Coherent averaging - AFAIK in vector analyzers this averaging is called vector averaging - Based on the fundamental phase in the given FFT, measured vectors of all bins are rotated to correspond to e.g. zero phase of the fundamental (basically time-shifting to time corresponding to start of the period of the fundamental frequency). Then all bins are vector-averaged with the previous FFT run, i.e. not only their magnitude/length, but also direction/phase. Since fundamental-related components (i.e. the fundamental and harmonics) are coherent with the fundamental phase, after time-shifting to the "zero time" of the fundamental they will have the same phase at each FFT run, and the averaging will basically average only their magnitude.

It would seem to me that this is the real/reactive components being averaged after rotation since magnitude does not change with rotation, real does. Thus real would change, but never be equal in value to magnitude unless the phase of the harmonic being rotated is equal to the original phase of the fundamental such that the result is phase equal to zero, likely (almost) never the case.

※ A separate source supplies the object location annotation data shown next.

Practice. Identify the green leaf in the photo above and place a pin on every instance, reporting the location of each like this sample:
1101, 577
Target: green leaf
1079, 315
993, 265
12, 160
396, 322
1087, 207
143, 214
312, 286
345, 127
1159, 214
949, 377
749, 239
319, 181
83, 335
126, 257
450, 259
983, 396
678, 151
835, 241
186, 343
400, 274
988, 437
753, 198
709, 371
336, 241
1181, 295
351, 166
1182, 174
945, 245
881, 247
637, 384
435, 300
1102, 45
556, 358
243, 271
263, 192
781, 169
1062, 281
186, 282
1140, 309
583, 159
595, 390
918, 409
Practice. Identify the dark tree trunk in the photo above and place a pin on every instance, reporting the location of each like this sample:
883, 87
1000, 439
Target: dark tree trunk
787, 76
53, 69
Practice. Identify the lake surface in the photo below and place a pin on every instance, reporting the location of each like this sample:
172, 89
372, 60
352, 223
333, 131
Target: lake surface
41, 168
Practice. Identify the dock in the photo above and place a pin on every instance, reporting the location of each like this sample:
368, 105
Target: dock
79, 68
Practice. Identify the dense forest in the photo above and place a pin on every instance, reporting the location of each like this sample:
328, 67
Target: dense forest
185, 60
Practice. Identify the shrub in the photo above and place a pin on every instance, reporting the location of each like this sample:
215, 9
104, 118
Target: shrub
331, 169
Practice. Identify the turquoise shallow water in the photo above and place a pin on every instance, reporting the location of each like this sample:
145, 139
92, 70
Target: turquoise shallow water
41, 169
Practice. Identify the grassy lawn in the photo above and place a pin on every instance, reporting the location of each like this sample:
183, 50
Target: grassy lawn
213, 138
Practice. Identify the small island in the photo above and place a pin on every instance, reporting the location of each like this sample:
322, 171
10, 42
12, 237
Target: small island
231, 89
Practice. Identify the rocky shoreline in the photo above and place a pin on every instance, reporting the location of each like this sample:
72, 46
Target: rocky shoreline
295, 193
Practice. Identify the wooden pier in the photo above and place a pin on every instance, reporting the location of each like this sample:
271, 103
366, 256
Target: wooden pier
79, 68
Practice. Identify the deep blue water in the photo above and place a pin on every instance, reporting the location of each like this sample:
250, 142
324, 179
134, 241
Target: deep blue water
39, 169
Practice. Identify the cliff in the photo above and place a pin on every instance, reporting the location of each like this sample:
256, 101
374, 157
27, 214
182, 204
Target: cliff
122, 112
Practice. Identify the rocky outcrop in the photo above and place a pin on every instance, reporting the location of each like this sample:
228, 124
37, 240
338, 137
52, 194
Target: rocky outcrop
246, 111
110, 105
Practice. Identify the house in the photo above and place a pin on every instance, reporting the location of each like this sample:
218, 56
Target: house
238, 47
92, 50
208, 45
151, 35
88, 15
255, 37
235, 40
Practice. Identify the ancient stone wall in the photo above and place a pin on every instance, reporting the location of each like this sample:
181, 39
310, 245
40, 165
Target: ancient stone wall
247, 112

Thus the resultant average would tend to be more negative in dB both for the real value and the vector average of a larger real value. This would explain some of the distinctly more negative HD dB components in coherent averaging.

Edit: Rotation prior to averaging would be a key point.
Edit 2: Added underlined text.

All the other bins with components not coherent with the fundamental will have a phase different (basically random) every processed run, and the vector averaging will suppress them much more. This applies not only to random noise, but also to other spectrum components not synchronous with the fundamental - e.g. switched-supply artefacts, artefacts from digital circuits processing, etc.

This has been mentioned to me in other posts and is the one area that is clear and makes perfect sense.

IME (from working on https://www.diyaudio.com/community/...on-compensation-for-measurement-setup.328871/ ) when measuring small distortions, the phases of tiny harmonics vary due to noise too, and coherent averaging reduces them to some extent too, yielding (IMO artificially) better THD numbers than standard averaging.

Same as previous comment.

I do not know if what the AP synchronous averaging does is equivalent to REW coherent averaging, it may be.

This is what I'm hoping to determine. That's why I'd like for Amir to chime in. That is, which AP averaging does he use and how many samples are averaged.

BTW, thanks for the detailed descriptions.